In the case of Bitcoin, Blackburn’s research found that, though the early investors may have realized the great power they held, they did not use it for their own personal gain. “Especially for young cryptosystems, you place a tremendous amount of trust in the founders or inventors of the system,” Blackburn warns. “If there is a vulnerability baked into the protocol, this may not become apparent until it is too late.”

What does this mean for today’s Bitcoin investors?

As always, be careful. Bitcoin has come a long way from these early, somewhat more centralized days. And today’s investors often use third-party exchanges to hold their coins which adds a completely different layer of ownership and security.

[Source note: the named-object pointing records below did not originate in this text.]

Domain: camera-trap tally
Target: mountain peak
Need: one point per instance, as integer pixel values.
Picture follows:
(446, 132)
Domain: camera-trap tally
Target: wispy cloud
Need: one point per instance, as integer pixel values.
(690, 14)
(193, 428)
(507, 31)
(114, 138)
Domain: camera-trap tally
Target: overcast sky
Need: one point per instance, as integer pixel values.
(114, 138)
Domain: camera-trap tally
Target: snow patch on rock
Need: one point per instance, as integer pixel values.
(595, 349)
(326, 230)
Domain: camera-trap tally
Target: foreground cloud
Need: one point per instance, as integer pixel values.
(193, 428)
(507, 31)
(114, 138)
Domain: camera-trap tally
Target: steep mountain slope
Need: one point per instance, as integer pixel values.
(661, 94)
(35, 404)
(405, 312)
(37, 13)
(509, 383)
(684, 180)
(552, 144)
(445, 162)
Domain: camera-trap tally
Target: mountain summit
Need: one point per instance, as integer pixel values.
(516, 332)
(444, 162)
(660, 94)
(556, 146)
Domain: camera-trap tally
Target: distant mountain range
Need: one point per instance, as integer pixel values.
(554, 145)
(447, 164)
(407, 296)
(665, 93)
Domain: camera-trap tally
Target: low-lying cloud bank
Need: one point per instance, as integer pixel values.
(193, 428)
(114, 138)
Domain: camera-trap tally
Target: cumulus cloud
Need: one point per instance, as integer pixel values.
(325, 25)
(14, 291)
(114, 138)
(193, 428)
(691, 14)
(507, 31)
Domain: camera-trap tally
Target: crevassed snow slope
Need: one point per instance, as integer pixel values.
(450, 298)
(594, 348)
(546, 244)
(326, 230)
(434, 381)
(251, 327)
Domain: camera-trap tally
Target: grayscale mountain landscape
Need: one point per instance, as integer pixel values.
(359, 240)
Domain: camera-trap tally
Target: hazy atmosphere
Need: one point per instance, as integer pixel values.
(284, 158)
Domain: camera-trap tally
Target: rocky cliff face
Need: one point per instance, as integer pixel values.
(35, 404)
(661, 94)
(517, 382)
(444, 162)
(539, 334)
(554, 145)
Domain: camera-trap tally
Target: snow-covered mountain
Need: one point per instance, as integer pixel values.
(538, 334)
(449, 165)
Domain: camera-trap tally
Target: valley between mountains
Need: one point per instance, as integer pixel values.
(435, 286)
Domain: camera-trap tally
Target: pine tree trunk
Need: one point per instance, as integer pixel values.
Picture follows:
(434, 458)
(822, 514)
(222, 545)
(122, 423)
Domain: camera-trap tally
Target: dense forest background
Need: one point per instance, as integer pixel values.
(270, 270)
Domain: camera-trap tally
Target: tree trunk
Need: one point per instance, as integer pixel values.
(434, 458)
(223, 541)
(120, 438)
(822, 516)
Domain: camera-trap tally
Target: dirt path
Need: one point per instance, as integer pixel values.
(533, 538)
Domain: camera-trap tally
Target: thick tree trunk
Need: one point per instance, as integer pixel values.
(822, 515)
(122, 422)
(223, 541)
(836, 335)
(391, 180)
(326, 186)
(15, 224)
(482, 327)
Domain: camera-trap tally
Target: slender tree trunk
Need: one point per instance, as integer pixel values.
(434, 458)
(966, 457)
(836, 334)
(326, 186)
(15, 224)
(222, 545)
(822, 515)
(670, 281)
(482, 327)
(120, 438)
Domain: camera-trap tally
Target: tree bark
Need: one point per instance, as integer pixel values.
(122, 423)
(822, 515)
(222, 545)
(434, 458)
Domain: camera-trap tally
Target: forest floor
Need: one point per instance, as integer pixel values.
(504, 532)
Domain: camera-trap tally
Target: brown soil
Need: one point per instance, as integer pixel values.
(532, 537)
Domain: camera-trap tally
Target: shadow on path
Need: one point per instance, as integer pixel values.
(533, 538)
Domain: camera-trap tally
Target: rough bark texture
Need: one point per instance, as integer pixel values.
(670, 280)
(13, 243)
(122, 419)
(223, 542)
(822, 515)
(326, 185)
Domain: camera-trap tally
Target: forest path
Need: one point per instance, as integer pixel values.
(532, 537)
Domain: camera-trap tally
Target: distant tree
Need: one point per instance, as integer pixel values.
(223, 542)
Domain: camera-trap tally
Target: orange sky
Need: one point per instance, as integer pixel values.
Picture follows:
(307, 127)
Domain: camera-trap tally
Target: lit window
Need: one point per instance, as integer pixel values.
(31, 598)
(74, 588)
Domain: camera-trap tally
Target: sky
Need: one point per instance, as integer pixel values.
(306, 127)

“It's very difficult for the average lay investor to kind of get a great idea of how the software works, how a coin is being minted or mined,” Blackburn contends. But research like hers gives us better insight into how systems like Bitcoin got started and perhaps how trustworthy they may (or may not) be in the beginning.

theSkimm

Bitcoin gained popularity, in part, because early investors celebrated its lack of central authority. (Unlike, say, the US dollar.) A closer look reveals more centralization than originally thought and shows the gaps in coding that could be exploited in cryptosystems.